To minimise how overtired they get, you’ll want to bring the afternoon nap forward a bit. If they have been napping at 2pm, you could give them an early lunch and bring it forward to twelve.
If you are dropping the afternoon nap, its a good idea to delay the morning nap for a while if you can. If they usually sleep at ten, you might be able to push them to 11.30. This will help shorten the period of time between the end of the nap and bedtime.
Whether you’re dropping the morning or afternoon nap you’ll want to make sure bedtime is at least on time, if not a little bit early, to make sure they aren’t overtired.
How Long Should They Nap for?
All toddlers will vary but a nap of 2-3 hours is really the goal.
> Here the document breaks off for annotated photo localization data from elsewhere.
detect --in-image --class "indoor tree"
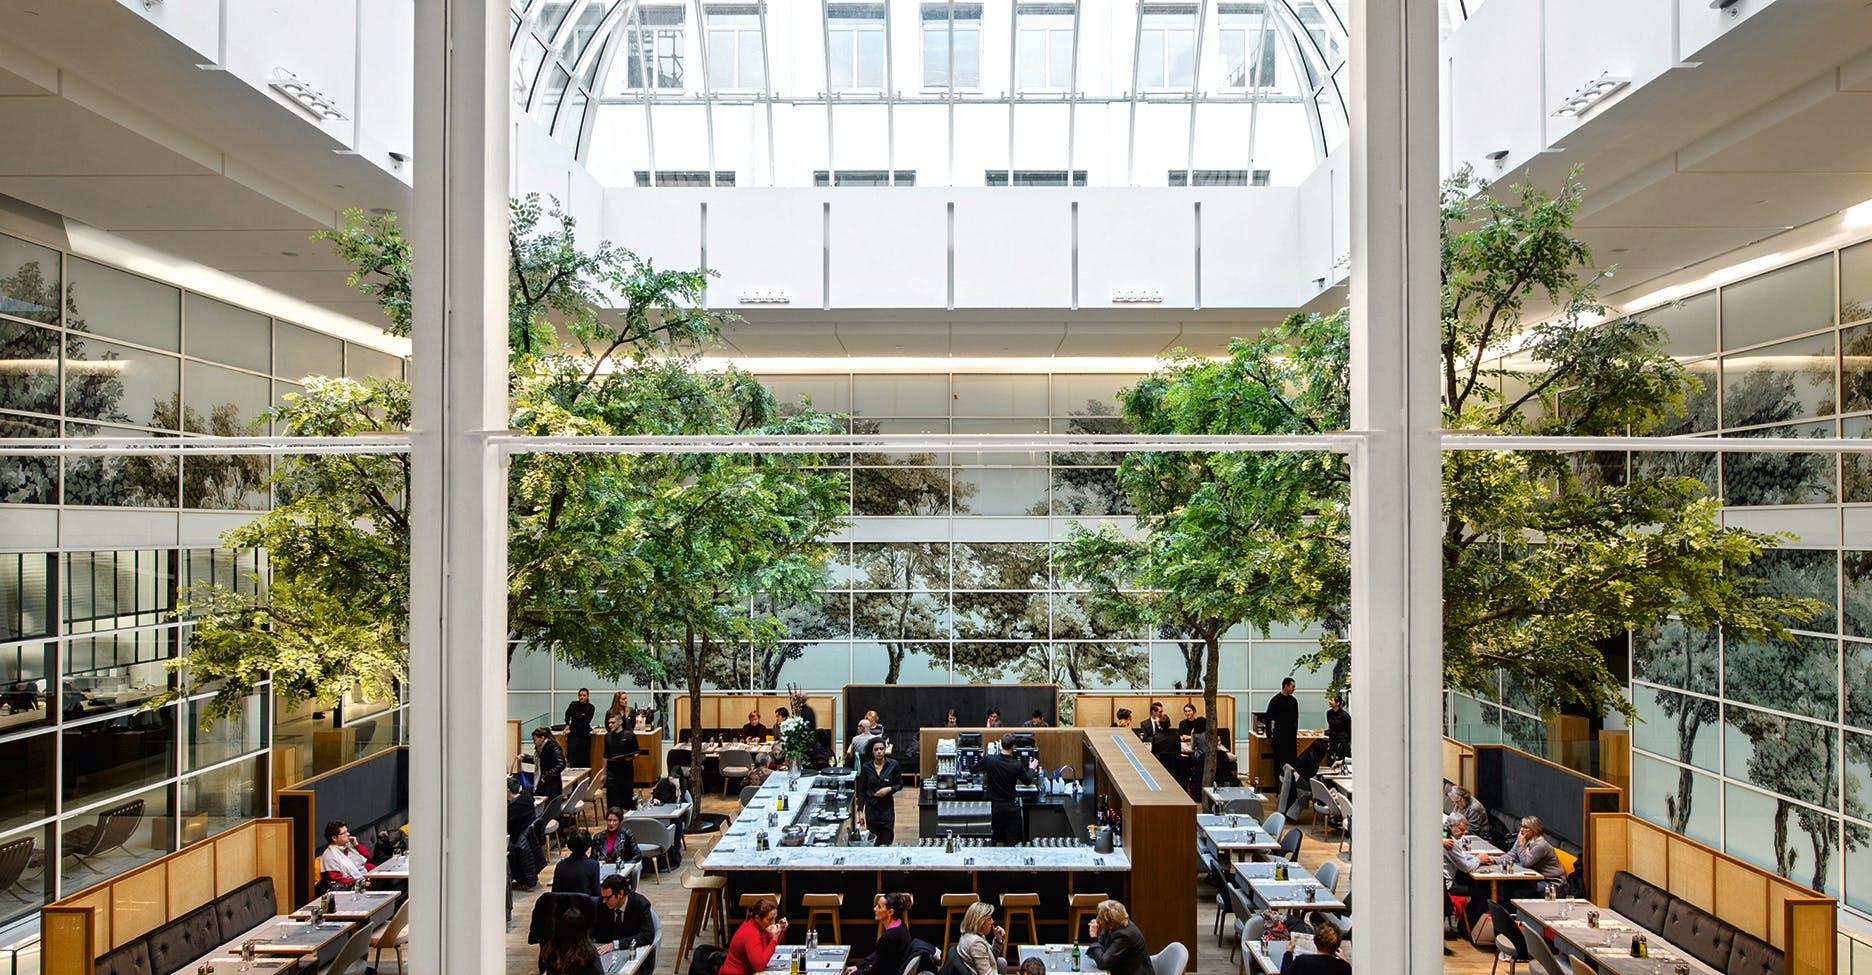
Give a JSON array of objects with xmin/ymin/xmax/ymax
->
[
  {"xmin": 161, "ymin": 196, "xmax": 841, "ymax": 720},
  {"xmin": 1058, "ymin": 169, "xmax": 1822, "ymax": 790}
]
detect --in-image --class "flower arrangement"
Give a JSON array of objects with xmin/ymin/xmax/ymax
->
[{"xmin": 778, "ymin": 715, "xmax": 814, "ymax": 764}]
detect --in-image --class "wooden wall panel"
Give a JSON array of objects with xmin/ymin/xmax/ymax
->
[
  {"xmin": 1084, "ymin": 729, "xmax": 1196, "ymax": 970},
  {"xmin": 1587, "ymin": 814, "xmax": 1627, "ymax": 905},
  {"xmin": 166, "ymin": 844, "xmax": 215, "ymax": 913},
  {"xmin": 255, "ymin": 819, "xmax": 295, "ymax": 913},
  {"xmin": 1666, "ymin": 838, "xmax": 1715, "ymax": 911},
  {"xmin": 1627, "ymin": 819, "xmax": 1670, "ymax": 888},
  {"xmin": 214, "ymin": 825, "xmax": 259, "ymax": 895},
  {"xmin": 1069, "ymin": 694, "xmax": 1235, "ymax": 746},
  {"xmin": 1769, "ymin": 883, "xmax": 1794, "ymax": 947},
  {"xmin": 1713, "ymin": 857, "xmax": 1769, "ymax": 940},
  {"xmin": 39, "ymin": 909, "xmax": 91, "ymax": 975},
  {"xmin": 1786, "ymin": 900, "xmax": 1837, "ymax": 975},
  {"xmin": 109, "ymin": 866, "xmax": 168, "ymax": 947}
]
If they only sleep for an hour they will probably be tired and grumpy. The disruption of moving the nap might mean that they sleep for less time than usual for the first few days but within a week you should start to see nap times extending back towards the length of their longer nap before the transition to 1 nap.
One Nap Schedule Samples
A sleep schedule for a toddler dropping to one nap in in the afternoon:
- 7am awake
- 8am breakfast
- 10am morning Snack
- 12 midday lunch
- 1pm nap
- 3pm awake and snack
- 5pm dinner
- 6pm milk
- 7pm bed
A sleep schedule for a toddler dropping to one nap in the morning:
- 6.30m awake
- 8am breakfast
- 10am morning Snack
- 10.30 nap
- 12.30 awake and lunch
- 3pm snack
- 5pm dinner
- 6pm milk
- 6.30pm bed
Troubleshooting Nap Problems
The adjustment takes time so it’s best to stick to your initial schedule for a week before you make any changes.
If, after a week, you feel like your toddler hasn’t made any progress towards adjusting to the changes, you should return to a two nap schedule. You can try dropping thee nap again in a month or 2.
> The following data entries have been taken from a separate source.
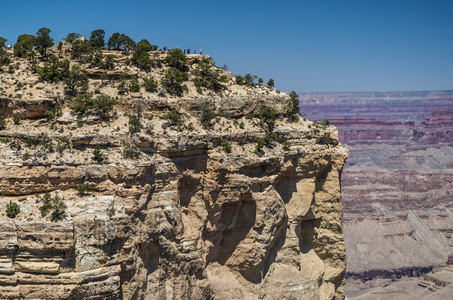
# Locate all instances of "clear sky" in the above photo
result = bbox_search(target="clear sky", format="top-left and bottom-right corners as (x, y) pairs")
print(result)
(1, 0), (452, 93)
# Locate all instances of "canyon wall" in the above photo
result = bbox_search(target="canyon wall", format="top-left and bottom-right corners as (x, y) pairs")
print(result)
(0, 48), (349, 300)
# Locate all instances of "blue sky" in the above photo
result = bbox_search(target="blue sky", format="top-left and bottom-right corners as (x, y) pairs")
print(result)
(1, 0), (452, 93)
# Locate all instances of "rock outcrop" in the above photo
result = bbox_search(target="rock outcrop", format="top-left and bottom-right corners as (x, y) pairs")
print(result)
(0, 50), (348, 299)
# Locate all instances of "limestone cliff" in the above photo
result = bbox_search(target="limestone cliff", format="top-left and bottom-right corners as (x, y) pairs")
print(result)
(0, 49), (347, 299)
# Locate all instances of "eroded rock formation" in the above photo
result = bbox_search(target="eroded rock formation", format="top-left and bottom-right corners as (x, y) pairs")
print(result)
(0, 57), (348, 299)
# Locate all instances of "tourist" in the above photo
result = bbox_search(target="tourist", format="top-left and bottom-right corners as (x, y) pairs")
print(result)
(200, 49), (202, 55)
(188, 49), (190, 54)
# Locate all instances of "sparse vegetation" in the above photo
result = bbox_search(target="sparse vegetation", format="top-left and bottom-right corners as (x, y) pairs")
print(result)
(76, 183), (90, 196)
(259, 106), (276, 131)
(121, 140), (140, 159)
(6, 201), (20, 218)
(0, 117), (6, 130)
(91, 145), (106, 163)
(191, 58), (228, 93)
(13, 114), (20, 125)
(163, 109), (184, 128)
(37, 191), (66, 222)
(200, 104), (216, 128)
(286, 91), (300, 121)
(221, 139), (232, 153)
(128, 115), (142, 133)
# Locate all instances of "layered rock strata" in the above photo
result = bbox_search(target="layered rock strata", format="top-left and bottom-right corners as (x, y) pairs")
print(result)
(0, 95), (348, 299)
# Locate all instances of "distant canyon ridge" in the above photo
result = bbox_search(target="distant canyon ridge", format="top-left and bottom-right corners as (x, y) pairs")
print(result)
(299, 90), (453, 298)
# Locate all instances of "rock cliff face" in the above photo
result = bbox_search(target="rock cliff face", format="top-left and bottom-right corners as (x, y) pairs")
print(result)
(0, 51), (348, 299)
If you are seeing some progress but aren’t there yet, you can look at smaller adjustments. If you are having trouble with them being overtired by bedtime, push the nap later. You can try just 30 minutes initially and keep increasing it until you find a balance.
If you’re struggling to keep your toddler awake until nap time, try bring the nap forward a little bit. Again, start with 30 minutes and increase as necessary. Just be careful not to go so early that you trigger early morning wakings or overtiredness before bed.
You may also find that being tired can interfere with mealtimes, don’t be afraid to swap mealtimes round so they eat bigger meals when they are less tired, they have no concept of what mealtimes should be anyway!
Dropping a Nap and Night Wakings
We all know that daytime sleep effects night time sleep. While it stands to reason that sleeping too much during the day can make it hard to sleep at night, it’s important to remember that not enough daytime sleep can also effect night sleep.
If your baby or toddler, who was previously sleeping through the night consistently, starts waking in the night shortly after dropping a nap, it could be a sign that they weren’t ready.
The transition can disturb sleep so give it a week to see if things settle down but if the night wakings are still happening a week after the nap was dropped, consider reinstating it for at least two weeks to see if it solves the problem.
When Do Toddlers Stop Napping?
There is of course no definitive answer to this question. Some will have no interest in daytime sleep by 18 months and others will be still be napping when they start school. My oldest still napped at the weekend until the Christmas of his first year at school. We only stopped him when it started to interfere with bedtime. My youngest slept every day until she turned 4 and then just on some days until she was four and a half. I believe this is because I followed a pretty strict routine and it simple never occurred to them not to go for their nap!